CtrlK
BlogDocsLog inGet started
Tessl Logo

tessl/pypi-xgboost

XGBoost is an optimized distributed gradient boosting library designed to be highly efficient, flexible, and portable

Overview
Eval results
Files

sklearn-interface.mddocs/

Scikit-Learn Interface

XGBoost provides scikit-learn compatible estimators that follow sklearn conventions for seamless integration with existing ML pipelines.
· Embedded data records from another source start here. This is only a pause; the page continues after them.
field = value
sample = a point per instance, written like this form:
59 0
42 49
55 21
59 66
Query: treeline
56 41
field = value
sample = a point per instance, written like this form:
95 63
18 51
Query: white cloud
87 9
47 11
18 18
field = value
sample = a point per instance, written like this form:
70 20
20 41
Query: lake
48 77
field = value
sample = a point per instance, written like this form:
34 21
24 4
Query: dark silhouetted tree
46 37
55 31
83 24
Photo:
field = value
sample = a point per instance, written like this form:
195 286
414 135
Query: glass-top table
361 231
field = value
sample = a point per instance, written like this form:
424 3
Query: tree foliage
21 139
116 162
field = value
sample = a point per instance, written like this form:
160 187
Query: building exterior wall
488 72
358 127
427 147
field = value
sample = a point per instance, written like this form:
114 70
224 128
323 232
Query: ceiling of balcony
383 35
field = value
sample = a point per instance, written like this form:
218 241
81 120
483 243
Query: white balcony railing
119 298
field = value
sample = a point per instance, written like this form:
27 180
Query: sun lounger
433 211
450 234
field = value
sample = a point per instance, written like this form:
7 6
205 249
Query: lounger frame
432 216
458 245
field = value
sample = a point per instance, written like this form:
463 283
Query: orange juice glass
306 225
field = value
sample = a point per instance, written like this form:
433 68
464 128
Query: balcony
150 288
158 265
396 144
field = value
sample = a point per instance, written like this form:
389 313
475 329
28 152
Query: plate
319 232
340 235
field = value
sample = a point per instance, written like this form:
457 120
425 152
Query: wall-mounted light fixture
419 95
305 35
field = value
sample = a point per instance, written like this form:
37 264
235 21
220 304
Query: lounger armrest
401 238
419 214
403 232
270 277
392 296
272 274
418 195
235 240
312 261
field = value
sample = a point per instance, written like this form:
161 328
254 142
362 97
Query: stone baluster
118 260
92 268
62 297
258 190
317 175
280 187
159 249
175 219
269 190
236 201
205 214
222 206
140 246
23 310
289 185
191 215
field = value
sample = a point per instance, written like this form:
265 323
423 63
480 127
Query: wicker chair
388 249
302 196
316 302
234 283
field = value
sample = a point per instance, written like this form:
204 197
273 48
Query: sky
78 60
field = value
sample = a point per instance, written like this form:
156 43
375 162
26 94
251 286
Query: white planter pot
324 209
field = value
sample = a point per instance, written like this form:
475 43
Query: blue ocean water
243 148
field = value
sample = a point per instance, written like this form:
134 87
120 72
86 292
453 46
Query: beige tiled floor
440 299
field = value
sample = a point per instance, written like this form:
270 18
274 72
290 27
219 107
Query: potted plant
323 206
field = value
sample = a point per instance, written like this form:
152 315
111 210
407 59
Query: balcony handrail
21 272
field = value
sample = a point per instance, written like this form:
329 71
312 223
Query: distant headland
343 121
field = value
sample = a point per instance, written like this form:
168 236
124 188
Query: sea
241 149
These estimators provide familiar fit/predict interfaces while leveraging XGBoost's powerful gradient boosting algorithms.

Capabilities

Base Model Class

Base class for all XGBoost sklearn-compatible estimators.

class XGBModel:
    def __init__(
        self,
        n_estimators=100,
        max_depth=None,
        max_leaves=None,
        max_bin=None,
        grow_policy=None,
        learning_rate=None,
        verbosity=None,
        objective=None,
        booster=None,
        tree_method=None,
        n_jobs=None,
        gamma=None,
        min_child_weight=None,
        max_delta_step=None,
        subsample=None,
        sampling_method=None,
        colsample_bytree=None,
        colsample_bylevel=None,
        colsample_bynode=None,
        reg_alpha=None,
        reg_lambda=None,
        scale_pos_weight=None,
        base_score=None,
        random_state=None,
        missing=None,
        num_parallel_tree=None,
        monotone_constraints=None,
        interaction_constraints=None,
        importance_type='gain',
        device=None,
        validate_parameters=None,
        enable_categorical=False,
        feature_types=None,
        max_cat_to_onehot=None,
        max_cat_threshold=None,
        multi_strategy=None,
        eval_metric=None,
        early_stopping_rounds=None,
        callbacks=None,
        **kwargs
    ):
        """
        Base XGBoost sklearn-compatible estimator.

        Parameters:
        - n_estimators: Number of boosting rounds
        - max_depth: Maximum tree depth
        - learning_rate: Boosting learning rate
        - objective: Learning objective
        - booster: Booster type ('gbtree', 'gblinear', 'dart')
        - tree_method: Tree construction algorithm
        - n_jobs: Number of parallel threads
        - gamma: Minimum loss reduction for split
        - min_child_weight: Minimum sum of instance weight in child
        - subsample: Subsample ratio of training instances
        - colsample_bytree: Subsample ratio of columns per tree
        - reg_alpha: L1 regularization term
        - reg_lambda: L2 regularization term
        - random_state: Random seed
        - enable_categorical: Enable categorical feature support
        """

    def fit(
        self,
        X,
        y,
        sample_weight=None,
        base_margin=None,
        eval_set=None,
        eval_metric=None,
        early_stopping_rounds=None,
        verbose=True,
        xgb_model=None,
        sample_weight_eval_set=None,
        base_margin_eval_set=None,
        feature_weights=None,
        callbacks=None
    ):
        """
        Fit the model to training data.

        Parameters:
        - X: Training features
        - y: Training labels
        - sample_weight: Sample weights
        - base_margin: Base margin for each sample
        - eval_set: Evaluation sets as list of (X, y) tuples
        - eval_metric: Evaluation metric(s)
        - early_stopping_rounds: Early stopping rounds
        - verbose: Verbosity
        - xgb_model: Existing model to continue training
        - sample_weight_eval_set: Sample weights for eval sets
        - base_margin_eval_set: Base margins for eval sets
        - feature_weights: Feature weights
        - callbacks: Callback functions

        Returns:
        Self
        """

    def predict(
        self,
        X,
        output_margin=False,
        validate_features=True,
        base_margin=None,
        iteration_range=None
    ):
        """
        Make predictions on input data.

        Parameters:
        - X: Input features
        - output_margin: Output raw margins
        - validate_features: Validate feature names/types
        - base_margin: Base margin for each sample
        - iteration_range: Range of boosting rounds

        Returns:
        Predictions as numpy array
        """

    def get_booster(self):
        """Get underlying Booster object."""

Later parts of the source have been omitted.